Old zoning projects in the 1970s, otherwise known as 'control growth' efforts, had support from local governments where they were implemented. Opposition came from the people when old zoning projects transitioned to be qualified under movements working towards protecting the environment. Criticism for the movement rose because some agricultural zoning groups were using environmental rhetoric that wasn't truthful to the movement. With the purpose of agricultural zoning to protect the future food supply, protection of zones and farmlands in urban areas were proved to be difficult when local governments shift away from the original purpose of the movement and towards economic prosperity.

== Farmer concerns ==
While some farmers welcomed agricultural zoning and saw it as an opportunity for agricultural development for their advantage, there was some concerns for the zoning projects as they reduced land prices. There was growing animosity between city planners and farmers wishing to sell their land because agricultural zoning had become a common form of land-use control. It wasn't until the 1970s when farmers began to favor the spread of agricultural zoning after noticing that the alternative to agricultural zoning could impact a rapid demise of the farming industry.

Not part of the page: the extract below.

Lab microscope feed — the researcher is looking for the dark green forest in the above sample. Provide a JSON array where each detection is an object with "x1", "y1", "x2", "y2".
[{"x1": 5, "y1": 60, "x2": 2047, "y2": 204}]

== Property rights of agricultural land ==
With the widespread adoption of agricultural zoning across the country, a new system of property rights for farmland was developed. There were two types of property rights that were implemented: individual and collective. Individual pertained rights for agricultural use of land and maintenance of farm residencies while collective had the right to convert farmland into residential development. This conversion was to be done within a certain proximity to metropolitan cities that maintain existing farming that would fall threat to residential intrusion. Outside of metropolitan areas, there was a push to adopt agricultural zoning for farmland in rural areas. To be included in 'agricultural preserve' initiatives, the agricultural zones with minimum lots of 40 acres or more were favorable for tax treatment and special support specifically for agriculture. This was favorable for rural areas that were suffering agriculturally and looking for government support for a resurgence in the food supply industry.

== Case studies ==

=== New York ===
Law was established in New York which successfully set up agricultural zoning in segregating farm and conform uses. Initially, before the establishment of agricultural zones, there was a formal designation of special agricultural districts across the state. Following the updated law, local governments across the state were to have no control over zoning, allowing for the facilitation of co-existence between farm and non-farm uses. This led to lowering of property taxes, creating an incentive for landowners to adapt EAZ practices in order to reduce their taxes while participating. This allowed for the protection of high property taxes while increasing investments in farming techniques and equipment.

=== Oregon ===
The Urban Growth Boundary (UGB) is used for urban development and establishing the preservation of surrounding land. Oregon decided to integrate UGB into their agricultural movement, with the goal to preserve green spaces in urban areas and surrounding farmlands. Outside of UBG, there are designated areas that call for exclusive farm use (EFU). All land outside of UBG is classified as EFU, making zoning required to establish the difference in areas. EFU protects the agricultural land by requiring government interference. The push for adoption for local zoning regulations for agricultural zoning became difficult overtime as local governments failed to implement agricultural zoning plans properly or at all.